Si Gallager no respondía, Noah se vería obligado a ponerse en contacto con Anthony Simmons. Aunque odiaba relacionarse con gente como él, no tenía muchas opciones. Si la compañía de seguros se negaba a pagar por la sospecha de intencionalidad en el incendio, tal vez el detective pudiera encontrar al culpable y eliminar cualquier sospecha de que Wilder Investments había tenido algo que ver con el fuego. A menos, desde luego, que Ben supiera algo que le ocultaba a su hijo.

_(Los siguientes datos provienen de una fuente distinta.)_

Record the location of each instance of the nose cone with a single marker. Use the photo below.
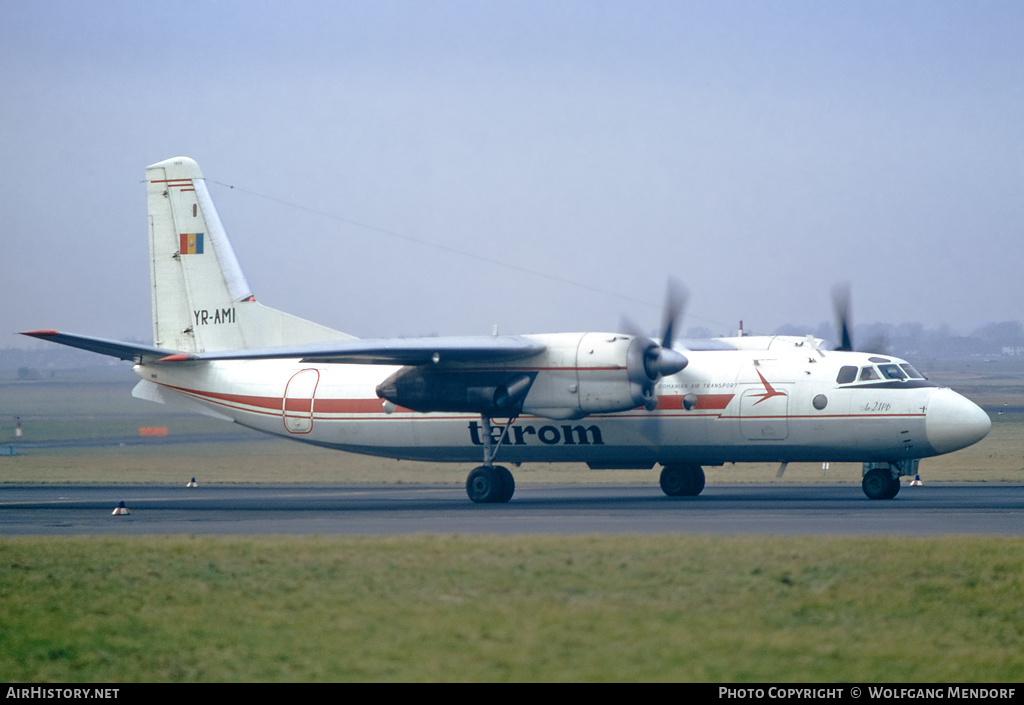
(952, 422)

Las oficinas del bufete Fielding e Hijo estaban situadas en un edificio del siglo XIX y tenían una decoración sobria y acogedora. A pesar de las comodidades del despacho, Sheila estaba tensa y le sudaban las manos.

Jonas Fielding se enjugó la frente con un pañuelo. Aquel mes de mayo hacía un calor desacostumbrado en el valle, y la delicada mujer que tenía enfrente lo ponía nervioso. En los ojos grises de Sheila Lindstrom se reflejaba el dolor por la reciente muerte de su padre. Llevaba un traje de chaqueta entallado, pero había en ella cierta inocencia que lo impulsaba a considerarla una niña.

Jonas había ejercido la abogacía durante casi cuarenta años. Aunque podría haberse jubilado años antes, había seguido en el trabajo, y en ocasiones como aquella se lamentaba de no haber dejado el bufete en manos de los socios más jóvenes. Ver a Sheila lo hacía sentirse tan viejo que le pesaban sus setenta años. Con tanto tiempo de ejercicio profesional, debería haberse acostumbrado a lidiar con el dolor de los familiares, pero no se acostumbraba, y menos, cuando el muerto había sido su amigo. Las sucesiones eran una parte deprimente de su trabajo, y prefería delegarlas en los socios más jóvenes. No obstante, en aquel caso era imposible. Oliver Lindstrom había sido su amigo, y conocía a Sheila desde que había nacido, treinta y un años antes.

Jonas carraspeó y se preguntó si el aire acondicionado del edificio funcionaba bien. Los despachos parecían particularmente desapacibles aquella tarde. Se dijo que tal vez fuera su imaginación; tal vez su malestar se debiera a tener que tratar con Sheila. Detestaba aquella parte de su trabajo. Para darse un respiro, se puso en pie y se acercó a la ventana antes de hablar con ella.